Gayle Reeves' Blog

Guardian to an Estate

Gayle A. Reeves - Tuesday, March 16, 2010

A guardian is a person who is appointed by the Probate Court to manage the financial and/or personal affairs of an individual (called the ward). Prior to approving a guardian, the Court must make a finding that the ward is mentally incompetent and in need of a guardian. It must also find that the applicant is a suitable person to serve as guardian. The guardian is answerable to the Probate Court for providing proper care to the ward and proper management of the ward’s affairs. Every two years a guardian must file a report with the Probate Court verifying the ward’s condition and/or accounting for the ward’s property.

A guardian of the person must make safe living arrangements for the ward. The guardian has physical custody of the ward and must provide the basic necessities, such as food, shelter, clothing, and healthcare.

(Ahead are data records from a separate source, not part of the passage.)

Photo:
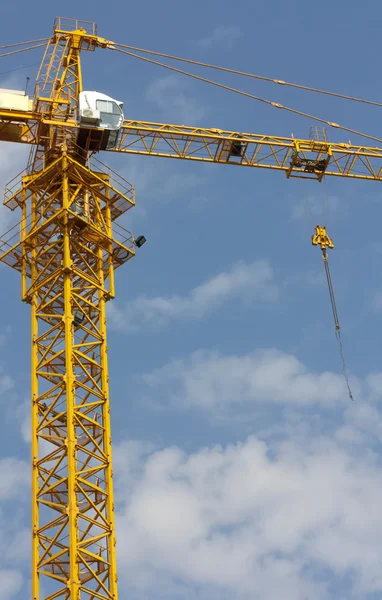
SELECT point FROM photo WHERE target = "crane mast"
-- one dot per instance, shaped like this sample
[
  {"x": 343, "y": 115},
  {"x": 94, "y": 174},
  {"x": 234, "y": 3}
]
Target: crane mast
[
  {"x": 66, "y": 247},
  {"x": 67, "y": 252}
]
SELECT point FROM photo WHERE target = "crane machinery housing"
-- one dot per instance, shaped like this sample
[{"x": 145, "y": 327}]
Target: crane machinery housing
[{"x": 67, "y": 247}]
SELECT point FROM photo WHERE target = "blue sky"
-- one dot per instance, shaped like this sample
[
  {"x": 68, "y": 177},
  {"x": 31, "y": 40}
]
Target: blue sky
[{"x": 242, "y": 468}]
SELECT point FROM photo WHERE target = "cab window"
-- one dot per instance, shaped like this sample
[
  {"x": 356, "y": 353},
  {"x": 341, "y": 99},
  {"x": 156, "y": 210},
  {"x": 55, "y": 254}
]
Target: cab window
[{"x": 106, "y": 106}]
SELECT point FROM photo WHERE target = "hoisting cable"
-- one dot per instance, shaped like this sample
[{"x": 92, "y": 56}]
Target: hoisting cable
[
  {"x": 248, "y": 95},
  {"x": 320, "y": 238},
  {"x": 251, "y": 75},
  {"x": 21, "y": 50}
]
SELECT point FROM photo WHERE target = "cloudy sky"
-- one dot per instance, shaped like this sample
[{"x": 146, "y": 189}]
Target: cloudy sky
[{"x": 243, "y": 470}]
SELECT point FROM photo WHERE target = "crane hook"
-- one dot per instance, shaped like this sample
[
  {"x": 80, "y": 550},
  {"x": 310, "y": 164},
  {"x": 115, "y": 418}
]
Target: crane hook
[{"x": 321, "y": 238}]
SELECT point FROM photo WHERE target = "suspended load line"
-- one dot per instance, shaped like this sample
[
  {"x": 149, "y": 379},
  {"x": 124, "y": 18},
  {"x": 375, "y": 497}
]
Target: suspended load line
[{"x": 321, "y": 238}]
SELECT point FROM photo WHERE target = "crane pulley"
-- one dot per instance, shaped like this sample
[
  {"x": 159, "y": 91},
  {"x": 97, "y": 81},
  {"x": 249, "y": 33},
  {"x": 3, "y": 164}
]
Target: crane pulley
[{"x": 321, "y": 238}]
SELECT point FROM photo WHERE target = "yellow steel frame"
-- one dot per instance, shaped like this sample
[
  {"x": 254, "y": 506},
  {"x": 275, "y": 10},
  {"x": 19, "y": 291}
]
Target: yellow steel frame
[
  {"x": 295, "y": 157},
  {"x": 67, "y": 247},
  {"x": 66, "y": 260}
]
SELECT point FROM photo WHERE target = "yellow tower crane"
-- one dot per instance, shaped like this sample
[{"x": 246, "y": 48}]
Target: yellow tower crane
[{"x": 67, "y": 247}]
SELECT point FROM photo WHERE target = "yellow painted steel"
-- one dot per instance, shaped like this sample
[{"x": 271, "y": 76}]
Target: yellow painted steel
[
  {"x": 295, "y": 157},
  {"x": 66, "y": 247}
]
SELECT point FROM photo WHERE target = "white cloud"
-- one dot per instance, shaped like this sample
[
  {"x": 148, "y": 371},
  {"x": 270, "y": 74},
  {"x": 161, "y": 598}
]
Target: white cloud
[
  {"x": 14, "y": 477},
  {"x": 10, "y": 583},
  {"x": 244, "y": 282},
  {"x": 171, "y": 95},
  {"x": 210, "y": 381},
  {"x": 223, "y": 36},
  {"x": 252, "y": 520}
]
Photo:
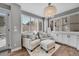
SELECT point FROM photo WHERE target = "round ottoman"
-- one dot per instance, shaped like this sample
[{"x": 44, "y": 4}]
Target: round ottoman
[{"x": 47, "y": 44}]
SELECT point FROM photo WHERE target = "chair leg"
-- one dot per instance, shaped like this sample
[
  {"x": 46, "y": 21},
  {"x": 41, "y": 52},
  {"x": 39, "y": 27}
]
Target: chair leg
[
  {"x": 31, "y": 50},
  {"x": 41, "y": 48},
  {"x": 46, "y": 51}
]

The guardian has the power to authorize and approve the provision of medical, health and other professional care, treatment and services. The guardian of the person must be a natural person; it cannot be a bank or a company.

A guardian of the estate must manage the ward's financial affairs for the best interest of the ward. The guardian has the powers to pay all debts owed by the ward, collect any monies due to the ward, and generally, to manage the ward's real and personal properties. The guardian of the estate may be a natural person or a bank or a company.

One less restrictive alternative to a guardianship is a conservatorship. A conservator is a person, appointed by the Probate Court, at the request of a mentally competent adult. The adult, realizing that he or she is unable to manage certain aspects of his or her life, ask the Probate Court to appoint someone to act on his or her behalf. The powers of the conservator may be as broad, or as narrow, as the adult requests.

Another less restrictive alternative is to create a power of attorney, while an individual is competent, that appoints another to handle his or her financial affairs in the event he or she becomes incapable of managing personal and financial matters.

Whether you know of someone who may be in need of a Guardianship or you are interested in exploring less restrictive alternatives, an attorney can help you review your options.